Alice ((7.500x10^1) kg) and Bob ((8.5x10^1) kg) are standing at rest on friction free ice. Alice pushes Bob causing Bob to accelerate at (2.300x10^0) m/s^2. What is the magnitude of Alice’s acceleration?
Ma*Va=-MbVb
Valice= - Mb/Ma * Vb for magnitude, ignore the negative sign (direction)
To find the magnitude of Alice's acceleration, we can use Newton's third law of motion, which states that the force exerted on one object is equal in magnitude and opposite in direction to the force exerted on the other object.
In this case, when Alice pushes Bob, an equal and opposite force is applied to Alice. The force applied on Bob causes him to accelerate, so we need to find the force first.
We can use Newton's second law of motion, which states that the force (F) applied on an object is equal to the mass (m) of the object multiplied by its acceleration (a).
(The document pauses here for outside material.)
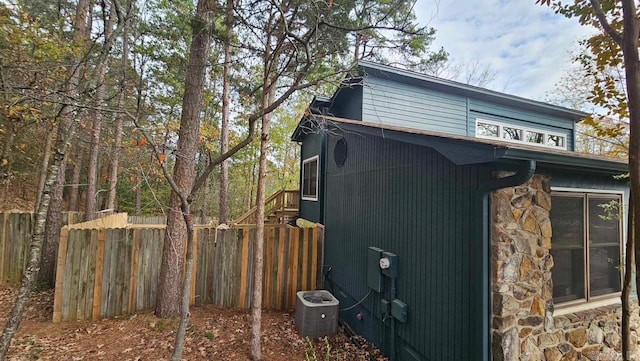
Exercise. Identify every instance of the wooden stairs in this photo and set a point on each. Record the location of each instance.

Mathematically, F = m * a.
Given that Bob's mass is (8.5x10^1) kg and his acceleration is (2.300x10^0) m/s^2, we can calculate the force applied on Bob as follows:
F = (8.5x10^1) kg * (2.300x10^0) m/s^2.
Multiply the numbers:
F = 195.5 N
Since Alice exerts an equal and opposite force on herself, her acceleration will be in the opposite direction to Bob's acceleration.
Thus, the magnitude of Alice's acceleration is 2.300 m/s^2 in the opposite direction.